From Deseret News archives:
Islamists bask in Saudi vote
Losing candidates immediately challenged the results of Thursday's balloting, the last of three stages of nationwide municipal elections that began in February. The results further the already strong showing of Islamists in the kingdom's tentative experiment with democracy.
"This is not democracy nor equal opportunity," said Nabil Qamlu, a Jiddah lawyer who lost to one of the candidates on the "golden list."
"Next elections I will have to grow a beard in order to get elected," he said. Beards are seen as a sign of a committed Muslim in this religious society.
Whether the results were an indication of popular support or the result of rule-bending clerical involvement, the Saudi monarchy will need to decide how much influence it will allow the Islamists to have. The government still controls the councils, appointing half their members.
Bassam Jamil al-Khadher, one of the winners in Jiddah, a port city on the Red Sea known as one of the more liberal parts of the kingdom, denied any coordination or formal list.
However, a list of names was widely circulated on the Internet and through cell phone text messages.
"Of course, our respected scholars supported us," al-Khadher said. "We are people known for our public service. It is only natural that we will get such support. We are an Islamic country and we are Islamists."
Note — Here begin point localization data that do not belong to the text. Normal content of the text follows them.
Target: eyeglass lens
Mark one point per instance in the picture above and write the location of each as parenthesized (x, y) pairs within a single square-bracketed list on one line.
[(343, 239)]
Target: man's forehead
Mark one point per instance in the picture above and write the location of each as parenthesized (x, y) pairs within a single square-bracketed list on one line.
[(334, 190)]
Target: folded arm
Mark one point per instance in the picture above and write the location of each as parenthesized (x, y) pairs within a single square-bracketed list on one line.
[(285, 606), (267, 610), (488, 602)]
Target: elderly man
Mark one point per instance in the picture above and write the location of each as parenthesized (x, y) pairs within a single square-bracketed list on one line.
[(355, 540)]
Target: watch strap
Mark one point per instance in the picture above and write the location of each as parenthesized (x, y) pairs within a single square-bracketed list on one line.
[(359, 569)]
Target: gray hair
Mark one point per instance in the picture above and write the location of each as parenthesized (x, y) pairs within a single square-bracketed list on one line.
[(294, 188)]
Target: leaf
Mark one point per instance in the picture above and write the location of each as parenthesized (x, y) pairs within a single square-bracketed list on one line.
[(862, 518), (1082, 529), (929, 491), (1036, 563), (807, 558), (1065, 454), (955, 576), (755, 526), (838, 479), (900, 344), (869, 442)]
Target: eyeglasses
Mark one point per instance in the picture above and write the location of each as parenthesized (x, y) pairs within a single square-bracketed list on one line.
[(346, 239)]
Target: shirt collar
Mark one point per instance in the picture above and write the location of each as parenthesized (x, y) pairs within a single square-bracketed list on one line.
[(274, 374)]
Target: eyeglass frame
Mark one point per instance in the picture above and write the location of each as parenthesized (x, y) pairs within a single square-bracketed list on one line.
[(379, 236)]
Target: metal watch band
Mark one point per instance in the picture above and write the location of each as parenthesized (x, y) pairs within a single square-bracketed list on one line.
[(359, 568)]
Abdel-Rahman al-Yamani, who secured the most votes in Jiddah nearly 12,000 of the 55,000 cast in the municipality attributed the Islamists' success to popular support rather than an organized clerical campaign.
"We are religious people by nature and secular people are not accepted by the society," he said.
The seven winning candidates in Jiddah all appeared on the so-called "golden list." In Mecca, the birthplace of Islam, seven candidates endorsed by the clergy also won. Five of the six winners in Buraydah, capital of ultraconservative Qaseem province, had been given a clerical nod, and Islamists in the holy city of Medina had a strong showing.